ImYourMama seems to enjoy being 'controversial' on threads but mostly just comes across as a dick. Please ignore them OP.

It is ultimately your decision. He gets to have an equal input into most aspects of his child's life but not things that involve your body. Do you have parents you are close to? I'd be considering going and staying with my Mum whilst I had the baby and for a few weeks after to ensure I was cared for and respected at such a vulnerable time.

Hmmnotkeen · 14/09/2016 08:32

Donor milk for prem babies?

Not sure if it's a new thing, but yeah its a thing. I was all set to donate but they need you to start donating under six months.

I doubt theyd help with an otherwise fed baby though

ChardonnayKnickertonSmythe · 14/09/2016 08:34

When he grows breasts and starts lactating then he can breastfeed to his hearts desire.

SpeakNoWords · 14/09/2016 08:34

He can't unilaterally decide that your baby will be nursed by someone else. It's ridiculous and it's disrespectful, not to mention controlling. Who on earth will he find to wet nurse a few weeks old baby, day and night?! If he finds someone, how will he check that they are healthy? It's not regulated and there would be no comeback if anything went wrong. Plus he clearly hasn't thought about the emotional aspects of involving another adult so much in your child's life. There's no way I'd let another woman take over feeding my baby.

paddypants13 · 14/09/2016 08:36

He's a massive twat. Unless he's going to breast feed the baby himself he does not get a say.

I mixed fed with dd. I desperately wanted to bf but it just didn't work for us. Dh was really supportive and encouraged me but he did not lecture me when I gave dd a bottle.

I would seriously ltb if he tried to hire a woman to bf my child or bought breastmilk online. Perhaps print him a list of all the diseases and medication that can be passed via breastmilk and point out that you have no idea of anyone's history.

What a knob.

Freezingwinter · 14/09/2016 08:37

Are you ok OP? This is just awful!

PovertyPain · 14/09/2016 08:37

Regarding your 'D'H and the posters who are trying to bully you, OP, when it's their breast that's being used, then they are welcome to give their opinion regarding YOUR tits! The OP came on here because her H is bullying her and gets bullied by certain posters. Well done.
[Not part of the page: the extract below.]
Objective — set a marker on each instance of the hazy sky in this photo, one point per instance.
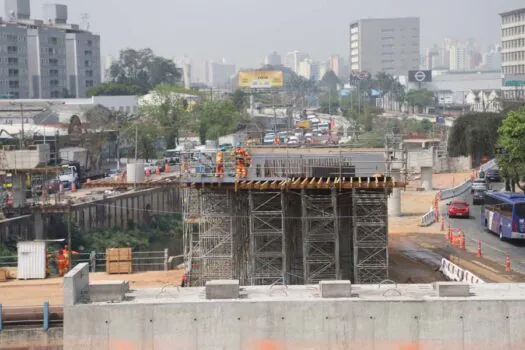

Now why don't you try to support the OP and her choice.

OP, you don't need to give ANY reasons to posters for your choice. Your H is behaving in a horrible and bullying manner. I'm concerned that you're not going to get any support when your baby is born, if he's like this now. Don't let him push you around. Flowers

stitchglitched · 14/09/2016 08:38

You call him your OH, are you actually married? Because if not he can't actually make any decisions about your child unless you consent to him going on the birth certificate. Maybe something for him to think about when he is trying to bully you with threats of a wet nurse. How dare he. And yes to Spudlet about abuse often starting in pregnancy where for some men it is the first time they are not the centre of the universe and they don't get to call all the shots and they don't like it.

Toffeelatteplease · 14/09/2016 08:38

His attitude is simply horrible. Another bucket load of support heading your way

Rozdeek · 14/09/2016 08:39

it is a reasonable question

And had nothing to do with what the op was asking.

And wasn't a reasonable question anyway. Nobody's fucking business what someone does with their body.

The benefits of breastfeeding are statistically widely misinterpreted and hugely over exaggerated.

I love bfeeding because it's easy and convenient. But I have done my research and formula is a perfectly adequate alternative.

Fucking hate the breastapo b

Freezingwinter · 14/09/2016 08:42

If we stop answering the bullying posts on here they'll have nothing to work with. Just ignore them!